A different kind of artistry...

I have been talking about what a database/programmer does to support the concept of personalization.

As I have been saying the requirements for personalization of any sort to succeed require extensive expertise in both graphic arts and programming.  You will find a lot of support for personalization on the training side if you are a graphic artist - there are courses, trade shows, vendor programs, etc.   Almost all are based to some degree on systems using a graphic-arts based product as the platform, i.e., as in say a Quark or inDesign-based personalization application.

What I have never seen is any sort of technical "IT-based" programmer/database training for this skill set.

I have been in the business for two decades and in all of that time I have never seen any type of training for IT-types related to direct mail, VDP, or other personalization.  I have thought about this over the years and there is really only one conclusion I can draw: The printing industry desparately needs VDP/transpromo/personalization to succeed and therefore drives training on its own side (graphic-arts based) forward.  On the other hand, IT doesn't need printing, and the number of IT professionals who would define themselves as "VDP/personalization-based" folks is probably very, very small.

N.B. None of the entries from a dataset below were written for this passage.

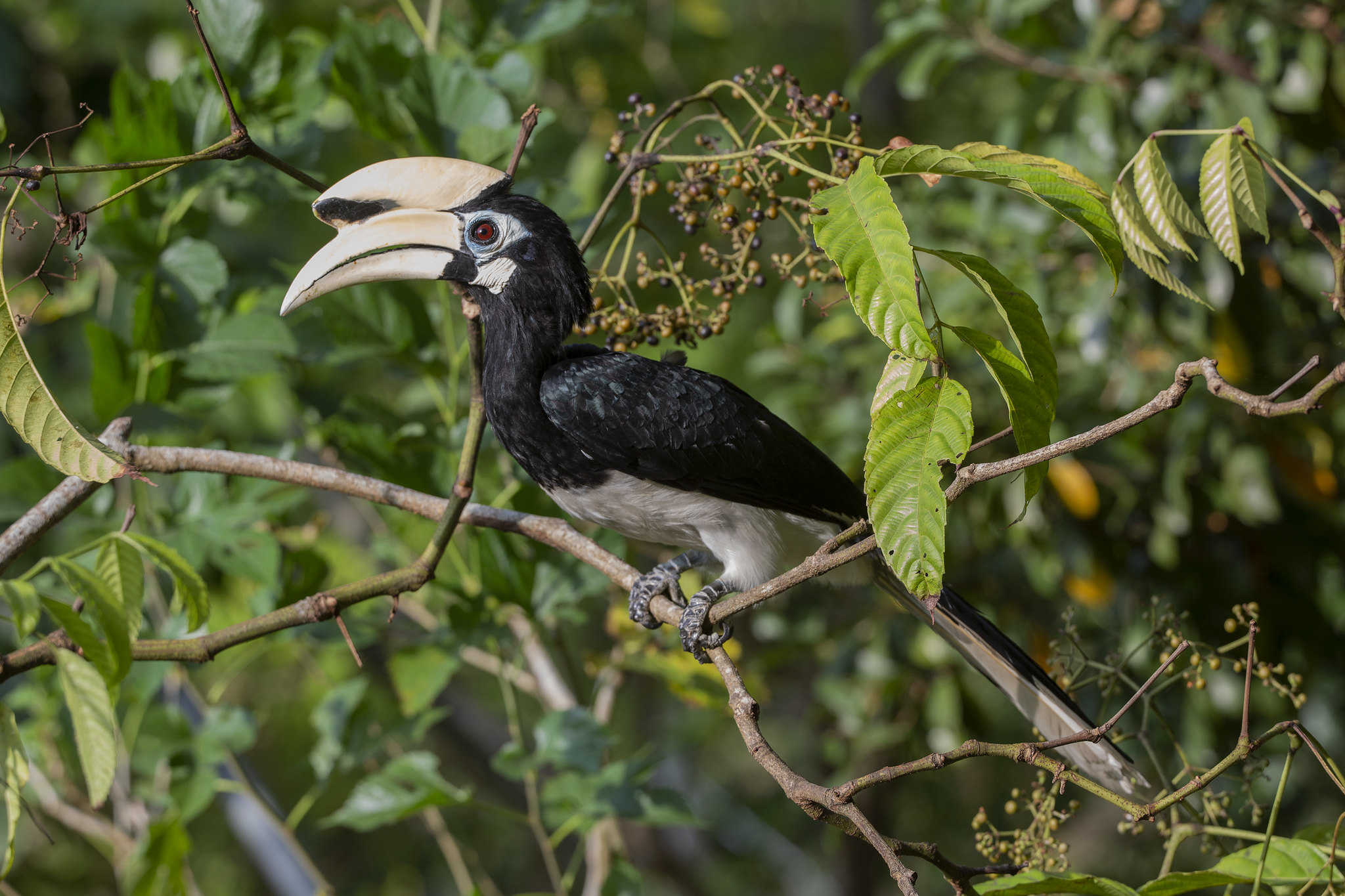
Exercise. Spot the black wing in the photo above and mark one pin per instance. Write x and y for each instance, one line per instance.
(693, 430)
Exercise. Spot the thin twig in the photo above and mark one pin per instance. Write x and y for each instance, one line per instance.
(525, 129)
(1165, 400)
(1097, 734)
(58, 503)
(1247, 688)
(1312, 364)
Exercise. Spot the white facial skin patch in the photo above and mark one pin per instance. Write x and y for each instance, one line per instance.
(494, 274)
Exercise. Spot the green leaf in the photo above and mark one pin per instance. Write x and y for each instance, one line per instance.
(899, 375)
(106, 606)
(1020, 312)
(33, 412)
(1287, 861)
(232, 26)
(1248, 184)
(96, 727)
(1132, 224)
(331, 720)
(902, 477)
(1029, 412)
(158, 867)
(864, 234)
(399, 790)
(1216, 198)
(1060, 187)
(1139, 244)
(571, 739)
(123, 570)
(108, 383)
(1187, 882)
(242, 345)
(1030, 883)
(95, 649)
(197, 267)
(14, 759)
(187, 584)
(24, 606)
(1162, 203)
(418, 675)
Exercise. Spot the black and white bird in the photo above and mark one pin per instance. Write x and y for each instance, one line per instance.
(655, 450)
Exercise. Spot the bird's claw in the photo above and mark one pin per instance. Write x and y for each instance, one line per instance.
(657, 581)
(694, 640)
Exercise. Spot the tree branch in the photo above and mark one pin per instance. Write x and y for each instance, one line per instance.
(58, 503)
(1168, 399)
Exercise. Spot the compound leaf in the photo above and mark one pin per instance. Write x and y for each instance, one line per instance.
(912, 433)
(1216, 198)
(864, 234)
(96, 727)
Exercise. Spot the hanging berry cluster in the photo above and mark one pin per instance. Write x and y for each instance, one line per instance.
(1038, 844)
(747, 187)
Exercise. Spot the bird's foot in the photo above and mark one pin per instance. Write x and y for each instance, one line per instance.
(657, 581)
(694, 639)
(662, 580)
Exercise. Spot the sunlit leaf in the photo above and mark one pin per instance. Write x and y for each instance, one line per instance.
(187, 584)
(1030, 883)
(123, 568)
(864, 234)
(1287, 861)
(14, 759)
(1130, 222)
(899, 375)
(1216, 198)
(1060, 187)
(106, 605)
(399, 790)
(1020, 312)
(33, 412)
(96, 727)
(1139, 244)
(1029, 412)
(95, 649)
(24, 606)
(1162, 203)
(911, 435)
(1248, 184)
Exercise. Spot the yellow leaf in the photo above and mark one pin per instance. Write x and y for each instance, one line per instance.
(1075, 486)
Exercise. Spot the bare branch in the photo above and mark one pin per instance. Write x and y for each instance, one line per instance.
(1097, 734)
(1165, 400)
(58, 503)
(525, 129)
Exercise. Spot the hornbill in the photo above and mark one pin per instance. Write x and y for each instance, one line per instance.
(655, 450)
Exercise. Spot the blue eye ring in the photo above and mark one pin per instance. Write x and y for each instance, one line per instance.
(485, 232)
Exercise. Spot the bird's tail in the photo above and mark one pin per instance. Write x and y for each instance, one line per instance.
(1025, 683)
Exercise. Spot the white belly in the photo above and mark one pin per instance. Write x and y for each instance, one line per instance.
(753, 544)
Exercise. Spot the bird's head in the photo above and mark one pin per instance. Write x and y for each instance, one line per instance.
(449, 219)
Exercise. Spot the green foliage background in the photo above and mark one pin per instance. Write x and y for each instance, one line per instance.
(174, 322)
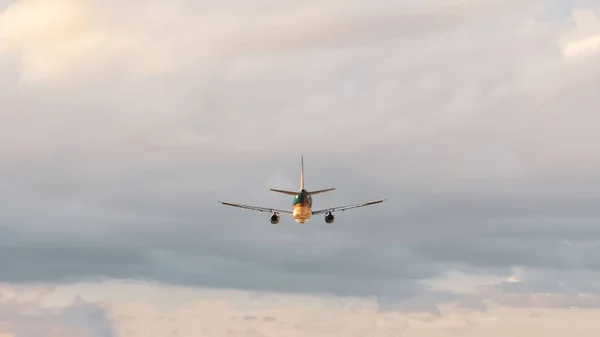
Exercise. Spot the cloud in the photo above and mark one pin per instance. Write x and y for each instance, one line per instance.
(584, 41)
(22, 315)
(185, 312)
(455, 114)
(56, 38)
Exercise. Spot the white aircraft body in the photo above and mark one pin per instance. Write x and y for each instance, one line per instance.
(302, 204)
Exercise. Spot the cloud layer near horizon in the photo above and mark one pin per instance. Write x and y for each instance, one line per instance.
(122, 125)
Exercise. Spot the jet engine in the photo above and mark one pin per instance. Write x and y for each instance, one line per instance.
(275, 218)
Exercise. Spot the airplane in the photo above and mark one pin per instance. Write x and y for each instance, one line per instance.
(302, 204)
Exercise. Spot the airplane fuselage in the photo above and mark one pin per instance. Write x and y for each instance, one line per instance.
(302, 210)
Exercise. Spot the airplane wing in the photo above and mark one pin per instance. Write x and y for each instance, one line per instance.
(255, 208)
(344, 208)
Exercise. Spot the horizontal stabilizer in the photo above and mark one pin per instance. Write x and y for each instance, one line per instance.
(285, 192)
(321, 191)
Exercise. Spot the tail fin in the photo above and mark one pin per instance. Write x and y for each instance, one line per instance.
(321, 191)
(301, 172)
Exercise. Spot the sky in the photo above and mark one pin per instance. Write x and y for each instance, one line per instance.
(122, 124)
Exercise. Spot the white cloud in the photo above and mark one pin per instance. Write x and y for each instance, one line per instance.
(468, 118)
(584, 40)
(148, 310)
(60, 38)
(23, 313)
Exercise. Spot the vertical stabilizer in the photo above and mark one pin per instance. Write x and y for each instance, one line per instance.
(301, 172)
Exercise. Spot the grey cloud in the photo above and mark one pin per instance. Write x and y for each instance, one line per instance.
(31, 318)
(464, 131)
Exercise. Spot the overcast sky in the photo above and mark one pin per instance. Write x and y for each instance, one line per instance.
(122, 124)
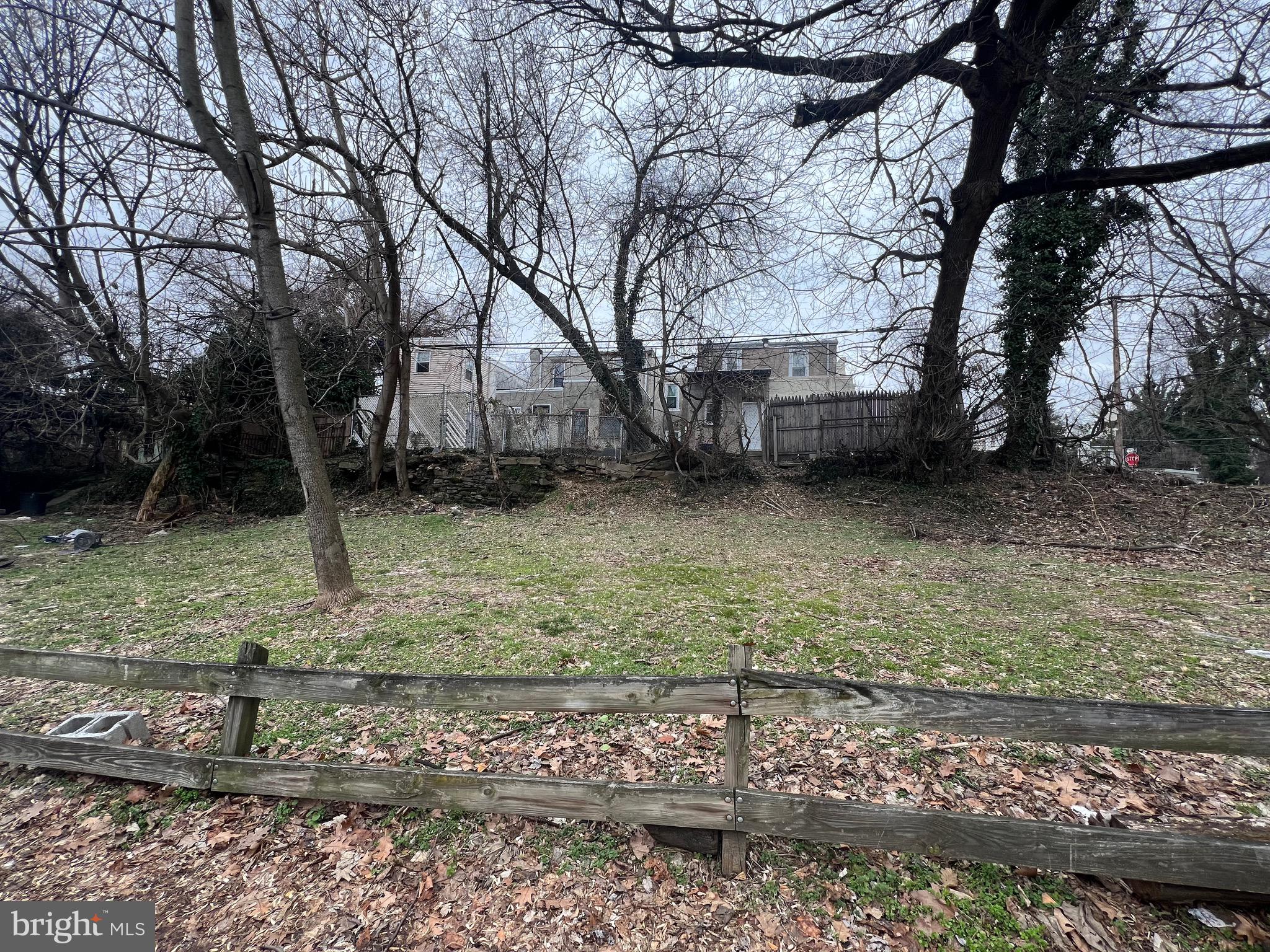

By and large most programmers I know have virtually no knowledge of mailing, printing, color or any other of the most important issues associated with printing.  What I have experienced personally is programmers that get pushed into this sort of work.

Interestingly most follow the same sort of technical road:  Virtually all modern programmers have some experience creating a graphical UI for an application whether as a web interface or a programmatic one.  So their first experience with anything printing or VDP related is to treat it like programming for a computer display.  This means RGB, pixel-based X,Y addressing, and some knowledge of raster images.  For the most part the programming tasks of positioning items conditionally, placing images, etc. is the same - in fact web page programming can be considerably more difficult due to the ways browsers lay out pages.

These are the most common things you find in the IT world so there is no reason for a programmer to think that the world of print is any different - particularly since there is no one to tell them otherwise.  So the first kinds of print applications you see from a "programmer" - whether coding it directly in some way or via some sort of tools like a Quark, etc. is RGB-based.  There is no concept of "the cost to RIP".  The structure of the produced output is very rigid and inflexible relative to standard graphic art practices.

All-in-all not something a printer or graphic artist would want to deal with.